Reputation: 53551
Walter Bright's article on C++ Compilation talks about these two phrases
"Conversion to preprocessing tokens."
What is the initial token? What does a preprocessing token look like?
"Conversion of preprocessing tokens to C++ tokens" What is this C++ Token and why wasn't it converted into it at first?
Reference: http://www.drdobbs.com/blogs/cpp/228701711
Upvotes: 3
Views: 2103
Reputation: 4143
A simplier explanation.
And, you may know, many compilers, have a lexical analysis process, where the source code is split in tokens.
This source code:
void main()
{
int x = -3 - -5;
printf("Hello World");
} // void main()
Is transform into something similar to this:
+--------------+------------------+ | TOKEN | TEXT | +--------------+------------------+ | void | "void" | +--------------+------------------+ | identifier | "main" | +--------------+------------------+ | leftcurly | "{" | +--------------+------------------+ | identifier | "int" | +--------------+------------------+ | identifier | "x" | +--------------+------------------+ | assign | "=" | +--------------+------------------+ | minus | "-" | +--------------+------------------+ | integer | "3" | +--------------+------------------+ | minus | "-" | +--------------+------------------+ | minus | "-" | +--------------+------------------+ | integer | "5" | +--------------+------------------+ | semicolon | ";" | +--------------+------------------+ | identifier | "printf" | +--------------+------------------+ | leftpar | "(" | +--------------+------------------+ | string | "Hello World" | +--------------+------------------+ | rightpar | ")" | +--------------+------------------+ | semicolon | ";" | +--------------+------------------+ | rightcurly | "}" | +--------------+------------------+ | comment | "// void main()" | +--------------+------------------+
Each of this pieces of text called "tokens", have a meaning.

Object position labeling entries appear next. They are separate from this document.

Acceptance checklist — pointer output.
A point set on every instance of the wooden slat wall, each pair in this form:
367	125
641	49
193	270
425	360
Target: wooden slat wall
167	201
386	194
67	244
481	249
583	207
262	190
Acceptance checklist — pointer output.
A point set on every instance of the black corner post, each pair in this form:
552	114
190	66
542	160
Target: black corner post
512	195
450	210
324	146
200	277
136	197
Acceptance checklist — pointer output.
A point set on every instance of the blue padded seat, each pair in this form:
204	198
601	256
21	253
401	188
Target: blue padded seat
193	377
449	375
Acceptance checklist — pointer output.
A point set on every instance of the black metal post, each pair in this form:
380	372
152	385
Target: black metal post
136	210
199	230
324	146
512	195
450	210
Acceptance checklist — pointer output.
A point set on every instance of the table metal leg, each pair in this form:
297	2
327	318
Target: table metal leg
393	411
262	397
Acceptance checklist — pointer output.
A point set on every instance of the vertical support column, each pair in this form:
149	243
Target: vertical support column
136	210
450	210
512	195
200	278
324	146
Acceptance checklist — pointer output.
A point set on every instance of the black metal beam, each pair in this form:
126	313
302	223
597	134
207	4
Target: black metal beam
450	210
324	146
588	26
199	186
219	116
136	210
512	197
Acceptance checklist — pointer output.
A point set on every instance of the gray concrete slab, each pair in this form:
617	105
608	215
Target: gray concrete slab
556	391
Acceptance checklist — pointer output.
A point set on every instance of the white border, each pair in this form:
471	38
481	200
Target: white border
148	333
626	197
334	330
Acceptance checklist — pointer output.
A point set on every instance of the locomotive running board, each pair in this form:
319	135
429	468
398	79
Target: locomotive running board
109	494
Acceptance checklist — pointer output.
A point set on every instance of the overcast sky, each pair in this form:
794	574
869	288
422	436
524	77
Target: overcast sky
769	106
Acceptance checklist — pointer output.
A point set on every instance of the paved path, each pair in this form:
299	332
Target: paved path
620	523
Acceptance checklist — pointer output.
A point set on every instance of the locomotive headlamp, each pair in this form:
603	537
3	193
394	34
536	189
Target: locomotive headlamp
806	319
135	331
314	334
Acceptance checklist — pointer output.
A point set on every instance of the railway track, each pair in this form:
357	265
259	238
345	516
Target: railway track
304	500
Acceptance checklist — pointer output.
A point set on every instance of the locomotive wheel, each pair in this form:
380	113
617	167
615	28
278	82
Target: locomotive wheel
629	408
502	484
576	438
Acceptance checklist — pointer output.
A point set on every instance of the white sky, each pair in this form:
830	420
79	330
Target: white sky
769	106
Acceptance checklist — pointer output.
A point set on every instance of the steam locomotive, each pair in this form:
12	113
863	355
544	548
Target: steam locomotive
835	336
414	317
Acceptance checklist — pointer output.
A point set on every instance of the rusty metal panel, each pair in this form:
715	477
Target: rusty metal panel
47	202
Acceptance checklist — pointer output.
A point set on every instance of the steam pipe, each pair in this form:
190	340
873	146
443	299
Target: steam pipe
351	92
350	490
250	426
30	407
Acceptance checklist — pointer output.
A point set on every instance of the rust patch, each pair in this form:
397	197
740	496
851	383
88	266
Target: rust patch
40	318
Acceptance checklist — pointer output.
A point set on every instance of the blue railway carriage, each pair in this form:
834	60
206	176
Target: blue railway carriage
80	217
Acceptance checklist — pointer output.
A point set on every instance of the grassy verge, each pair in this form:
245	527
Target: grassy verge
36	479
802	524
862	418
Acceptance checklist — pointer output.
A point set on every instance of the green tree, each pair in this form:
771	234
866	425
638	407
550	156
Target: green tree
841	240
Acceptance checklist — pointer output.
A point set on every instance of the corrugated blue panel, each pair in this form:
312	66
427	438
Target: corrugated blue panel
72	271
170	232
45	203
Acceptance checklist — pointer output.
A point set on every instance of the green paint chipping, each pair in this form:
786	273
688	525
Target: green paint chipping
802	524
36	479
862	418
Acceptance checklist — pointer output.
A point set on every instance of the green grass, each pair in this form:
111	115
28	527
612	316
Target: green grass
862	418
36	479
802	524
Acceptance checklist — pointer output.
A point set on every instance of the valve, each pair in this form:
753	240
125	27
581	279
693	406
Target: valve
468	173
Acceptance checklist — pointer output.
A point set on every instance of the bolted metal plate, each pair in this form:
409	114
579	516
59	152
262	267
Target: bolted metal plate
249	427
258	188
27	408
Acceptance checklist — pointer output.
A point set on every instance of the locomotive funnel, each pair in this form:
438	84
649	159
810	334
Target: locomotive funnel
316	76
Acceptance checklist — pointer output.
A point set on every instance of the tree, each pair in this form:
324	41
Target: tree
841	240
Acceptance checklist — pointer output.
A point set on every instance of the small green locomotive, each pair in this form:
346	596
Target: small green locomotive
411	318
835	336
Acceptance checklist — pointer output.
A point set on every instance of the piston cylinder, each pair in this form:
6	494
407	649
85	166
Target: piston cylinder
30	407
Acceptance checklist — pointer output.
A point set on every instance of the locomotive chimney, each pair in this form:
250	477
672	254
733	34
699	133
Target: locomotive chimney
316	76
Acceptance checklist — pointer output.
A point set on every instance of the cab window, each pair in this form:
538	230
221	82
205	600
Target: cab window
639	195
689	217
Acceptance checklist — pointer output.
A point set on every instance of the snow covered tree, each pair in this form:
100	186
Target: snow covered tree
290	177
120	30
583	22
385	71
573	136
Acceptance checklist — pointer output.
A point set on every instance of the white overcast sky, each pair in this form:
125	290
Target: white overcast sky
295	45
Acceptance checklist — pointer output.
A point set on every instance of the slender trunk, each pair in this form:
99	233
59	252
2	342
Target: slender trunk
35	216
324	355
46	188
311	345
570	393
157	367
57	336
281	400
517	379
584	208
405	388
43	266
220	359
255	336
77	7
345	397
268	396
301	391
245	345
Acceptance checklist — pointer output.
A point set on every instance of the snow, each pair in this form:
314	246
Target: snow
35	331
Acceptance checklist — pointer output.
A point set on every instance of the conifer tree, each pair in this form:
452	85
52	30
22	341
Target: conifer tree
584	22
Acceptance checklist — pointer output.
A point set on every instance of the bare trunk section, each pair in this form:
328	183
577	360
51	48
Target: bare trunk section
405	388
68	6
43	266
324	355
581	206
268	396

Sometimes, in other parts of the compilation process, the tokens may be replaced, by anothers tokens:
+--------------+------------------+ | TOKEN | TEXT | +--------------+------------------+ | void | "void" | +--------------+------------------+ | functiondec | "main" | +--------------+------------------+ | leftcurly | "{" | +--------------+------------------+ | type | "int" | +--------------+------------------+ | variabledec | "x" | +--------------+------------------+ | assign | "=" | +--------------+------------------+ | negative | "-" | +--------------+------------------+ | integer | "3" | +--------------+------------------+ | substract | "-" | +--------------+------------------+ | negative | "-" | +--------------+------------------+ | integer | "5" | +--------------+------------------+ | semicolon | ";" | +--------------+------------------+ | functioncall | "printf" | +--------------+------------------+ | leftpar | "(" | +--------------+------------------+ | string | "Hello World" | +--------------+------------------+ | rightpar | ")" | +--------------+------------------+ | semicolon | ";" | +--------------+------------------+ | rightcurly | "}" | +--------------+------------------+ | comment | "// void main()" | +--------------+------------------+
The conversion from "minus" token, to, either "negative sign token", & "substraction token", is a very good example of this "preprocess token" to "final token".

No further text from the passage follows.